November 19, 2009

The union talks a good game about special ed violations

I was at the Delegate Assembly yesterday when the UFT management gave a big presentation on its "No Excuses" campaign against special ed violations, which they initiated last spring.

Michael Hirsch's article in the NY Teacher is a good place to start if you don't know anything about how principals are cutting services to kids with IEPs to save money. According to Hirsch, teacher input on the UFT's website for reporting these violations paints a "devastating picture of rampant neglect."

"The number of complaints is staggering," says UFT VP Carmen Alvarez. "But we already know that these kids are failing. The IEP is not a piece of paper; it’s a coordinated effort to save kids.”

Here are the kinds of things Hirsch says teachers are writing in:
Not having two appropriately certified teachers in Collaborative Team Teaching classes when IEP kids require them,

Principals amending IEPs on their own, without input and approval from the IEP team,

Inappropriate disciplinary suspensions,

Lack of paraprofessional support services,

Failure to provide related services,

Staff being denied access to IEPs, and

Therapists being told to discontinue services for students who plainly need them, and

General education teachers unaware — because IEPs are unavailable, in some cases for months — that students in their class have disabilities and are required to receive support and instructional and testing accommodations.
I am trying to figure out which educators have the cojones to register these kinds of complaints. Schools Chancellor Joel Klein has, after all, created a culture of aggressive thuggery against teachers. It seems he'd give any principal who wanted to retaliate against a whistleblower his royal blessing, if not a bevy of lawyers to keep this kind of bravery under control.

I haven't yet mentioned the one complaint the union says it's been getting that really hurts the teacher more than the kids:
Teachers with oversized classes and behavior issues that they can’t manage.
It's clear to me that administration will try to convince anyone who's listening that the negative results of their own mismanagement must always be the teacher's lack of skill. It's really not, but who cares about the truth when you're busy cost-cutting and want to "encourage" those expensive senior teachers to think about retiring.

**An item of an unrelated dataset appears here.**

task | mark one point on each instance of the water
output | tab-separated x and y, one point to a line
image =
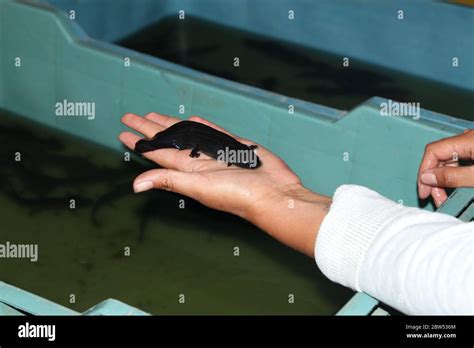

I'm not crazy about all aspects of the union's campaign. Alvarez told the delegates yesterday that under Chapter 408 of the state ed law, everyone dealing with the IEP student has to be informed of his responsibilities in this process prior to the implementation of the IEP. That is one scary feature.

If they're going to mainstream inordinate numbers of IEP students into regular ed the way they've been doing for so many years, I'd rather not know what that little ol' IEP team envisioned for me when they placed those kids in such great and irrational numbers into my classes. They sure aren't going to be walking in my shoes, and I don't want to be held to any of the guidelines they might come up with off the top of their collaborative head. None of them have the experience of what it's possible to deliver in such large learning environments as our NYC classrooms, especially when there are so many overwhelming behavioral issues and widely differing skill sets.

The IEP team will be planning for that single IEP child. I'll be having deal with the whole shebang, and they will neither know of what I'll be up against or even much care.



You can read Chapter 408 of the 2002 state ed law and its amendments in Appendices 1 and 2 of this link. (Scroll down towards the end.)

5 comments:

  1. I'd rather know what is in the IEP. Sometimes it helps.

    I also like when I am called in when the IEP is being revised - but that's rare.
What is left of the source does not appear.